Real People, Victorian Children’s Periodicals

Real People, Victorian Children’s Periodicals

Worlds Awaiting - Season 3, Episode 2

  • Jan 13, 2018 6:30 pm
  • 28:46 mins

Real People (3:51) Real stories – real lives – real people. We often meet them in biographies. Perhaps we’re inspired by their examples to move through our own hard times. Individuals who are seemingly ordinary, but accomplish extraordinary things. Today, Jessica Verzello of the Worlds Awaiting team, visits with children’s book author, Jen Bryant, who often writes about such real and inspiring people – some we’ve heard about, others, not. Jen shares how she chooses the people to spotlight in her books. They often find her, she says, or she comes upon them accidentally. Bryant is an award-winning author of picture books, novels and poems for readers of all ages. Her books include The Right Word: Roget and his Thesaurus; A River of Words: The Story of William Carlos Williams; The Trial (1935 Lindbergh kidnapping trial), and Georgia’s Bones (celebrating the life of artist Georgia O’Keeffe). Jen Bryant has taught writing and Children’s Literature at West Chester University and Bryn Mawr College and gives school and public lectures throughout the year.

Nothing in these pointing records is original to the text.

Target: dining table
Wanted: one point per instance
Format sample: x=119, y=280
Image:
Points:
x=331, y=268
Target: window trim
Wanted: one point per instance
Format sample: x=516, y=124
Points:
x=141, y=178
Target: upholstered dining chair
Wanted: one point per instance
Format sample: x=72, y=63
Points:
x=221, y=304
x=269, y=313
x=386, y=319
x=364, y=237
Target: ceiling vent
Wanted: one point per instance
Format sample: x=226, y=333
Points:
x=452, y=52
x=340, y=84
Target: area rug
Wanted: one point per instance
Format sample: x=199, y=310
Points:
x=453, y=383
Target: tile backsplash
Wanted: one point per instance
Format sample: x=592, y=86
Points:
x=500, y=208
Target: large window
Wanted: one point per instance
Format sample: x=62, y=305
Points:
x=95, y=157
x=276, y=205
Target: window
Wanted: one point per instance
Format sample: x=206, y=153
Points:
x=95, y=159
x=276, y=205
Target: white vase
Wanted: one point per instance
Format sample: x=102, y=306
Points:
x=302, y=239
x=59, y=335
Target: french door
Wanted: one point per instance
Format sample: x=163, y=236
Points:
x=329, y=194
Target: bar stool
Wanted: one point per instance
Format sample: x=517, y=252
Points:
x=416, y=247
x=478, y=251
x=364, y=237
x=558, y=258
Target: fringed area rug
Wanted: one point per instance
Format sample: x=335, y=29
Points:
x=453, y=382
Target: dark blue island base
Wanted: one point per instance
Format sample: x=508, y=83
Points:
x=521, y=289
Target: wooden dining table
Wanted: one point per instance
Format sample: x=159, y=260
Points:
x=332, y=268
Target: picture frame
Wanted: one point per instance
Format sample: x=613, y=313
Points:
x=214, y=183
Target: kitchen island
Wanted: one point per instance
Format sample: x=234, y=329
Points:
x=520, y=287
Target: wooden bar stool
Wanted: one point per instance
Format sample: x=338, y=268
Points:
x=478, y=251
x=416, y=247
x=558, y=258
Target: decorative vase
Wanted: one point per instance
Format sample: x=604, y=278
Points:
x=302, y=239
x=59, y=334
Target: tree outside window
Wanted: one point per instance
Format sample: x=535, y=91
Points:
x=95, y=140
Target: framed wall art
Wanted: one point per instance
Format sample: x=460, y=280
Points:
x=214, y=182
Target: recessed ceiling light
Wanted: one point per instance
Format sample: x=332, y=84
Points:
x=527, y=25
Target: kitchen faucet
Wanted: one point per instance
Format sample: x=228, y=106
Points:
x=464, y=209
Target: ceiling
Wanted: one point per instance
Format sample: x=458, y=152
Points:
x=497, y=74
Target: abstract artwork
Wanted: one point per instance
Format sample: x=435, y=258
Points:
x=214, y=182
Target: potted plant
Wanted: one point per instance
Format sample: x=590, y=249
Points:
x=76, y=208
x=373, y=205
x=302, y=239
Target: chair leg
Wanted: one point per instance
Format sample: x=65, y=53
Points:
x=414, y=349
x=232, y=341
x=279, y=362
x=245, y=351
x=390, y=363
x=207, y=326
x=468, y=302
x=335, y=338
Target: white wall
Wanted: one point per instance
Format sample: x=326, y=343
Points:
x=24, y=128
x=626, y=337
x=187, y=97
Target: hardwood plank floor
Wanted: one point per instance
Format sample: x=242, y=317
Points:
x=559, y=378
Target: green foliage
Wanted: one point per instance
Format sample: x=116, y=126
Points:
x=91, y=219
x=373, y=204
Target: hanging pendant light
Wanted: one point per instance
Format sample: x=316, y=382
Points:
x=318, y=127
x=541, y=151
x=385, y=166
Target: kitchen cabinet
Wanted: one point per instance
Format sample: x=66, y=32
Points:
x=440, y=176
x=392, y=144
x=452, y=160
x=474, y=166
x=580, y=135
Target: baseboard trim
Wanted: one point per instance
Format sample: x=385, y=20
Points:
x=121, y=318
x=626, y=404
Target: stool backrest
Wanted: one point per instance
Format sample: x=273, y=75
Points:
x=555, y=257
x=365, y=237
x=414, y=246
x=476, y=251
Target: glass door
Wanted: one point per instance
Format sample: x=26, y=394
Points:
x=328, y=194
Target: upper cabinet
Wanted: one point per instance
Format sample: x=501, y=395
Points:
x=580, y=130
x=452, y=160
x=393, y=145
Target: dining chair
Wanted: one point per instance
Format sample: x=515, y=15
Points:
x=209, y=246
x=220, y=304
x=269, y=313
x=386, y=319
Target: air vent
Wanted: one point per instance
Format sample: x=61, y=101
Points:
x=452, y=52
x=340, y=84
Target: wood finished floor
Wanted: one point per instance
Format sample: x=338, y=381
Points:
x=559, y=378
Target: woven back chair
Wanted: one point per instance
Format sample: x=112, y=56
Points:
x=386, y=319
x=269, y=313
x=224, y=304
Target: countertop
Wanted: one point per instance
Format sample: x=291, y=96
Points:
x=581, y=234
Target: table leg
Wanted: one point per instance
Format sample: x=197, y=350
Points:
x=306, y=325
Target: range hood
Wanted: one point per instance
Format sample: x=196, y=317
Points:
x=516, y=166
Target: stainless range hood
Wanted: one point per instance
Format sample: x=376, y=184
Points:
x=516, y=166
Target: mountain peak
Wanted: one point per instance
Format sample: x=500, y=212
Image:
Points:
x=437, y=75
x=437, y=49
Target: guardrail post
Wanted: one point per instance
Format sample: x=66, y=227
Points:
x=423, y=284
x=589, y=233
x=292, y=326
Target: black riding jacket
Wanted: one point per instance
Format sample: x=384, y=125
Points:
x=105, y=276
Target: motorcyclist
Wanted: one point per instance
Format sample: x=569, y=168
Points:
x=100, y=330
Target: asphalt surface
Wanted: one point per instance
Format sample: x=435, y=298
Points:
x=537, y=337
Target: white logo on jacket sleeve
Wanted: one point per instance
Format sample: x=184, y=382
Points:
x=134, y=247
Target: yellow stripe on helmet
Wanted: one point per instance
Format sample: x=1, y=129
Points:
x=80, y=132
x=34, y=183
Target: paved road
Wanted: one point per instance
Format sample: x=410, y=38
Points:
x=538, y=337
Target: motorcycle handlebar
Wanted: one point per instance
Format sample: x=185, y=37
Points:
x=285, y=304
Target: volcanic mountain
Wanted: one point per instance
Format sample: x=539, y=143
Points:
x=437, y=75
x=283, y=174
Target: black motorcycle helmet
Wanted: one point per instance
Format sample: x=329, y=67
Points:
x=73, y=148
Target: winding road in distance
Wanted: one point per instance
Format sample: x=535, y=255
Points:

Victorian Periodicals (13:42) Up next, Rachel Wadham talks with Jamie Horrocks, BYU English Professor, an expert in Victorian literature and culture, who focuses on Victorian Children’s Periodicals. These periodicals were forerunners of today’s magazines that serialize stories in sequential editions. Jamie Horrocks researches Victorian aesthetics and the intersection of literature and art, especially in the late nineteenth century. She has published on Oscar Wilde, Vernon Lee, Virginia Woolf, and the Aesthetic Movement. Book Review (24:57) We finish up the show with a book review from Joella Peterson, Children’s Services Manager at the Provo City Library. She introduces a picture book entitled The Princess and the Warrior written and illustrated by Duncan Tonatiuh.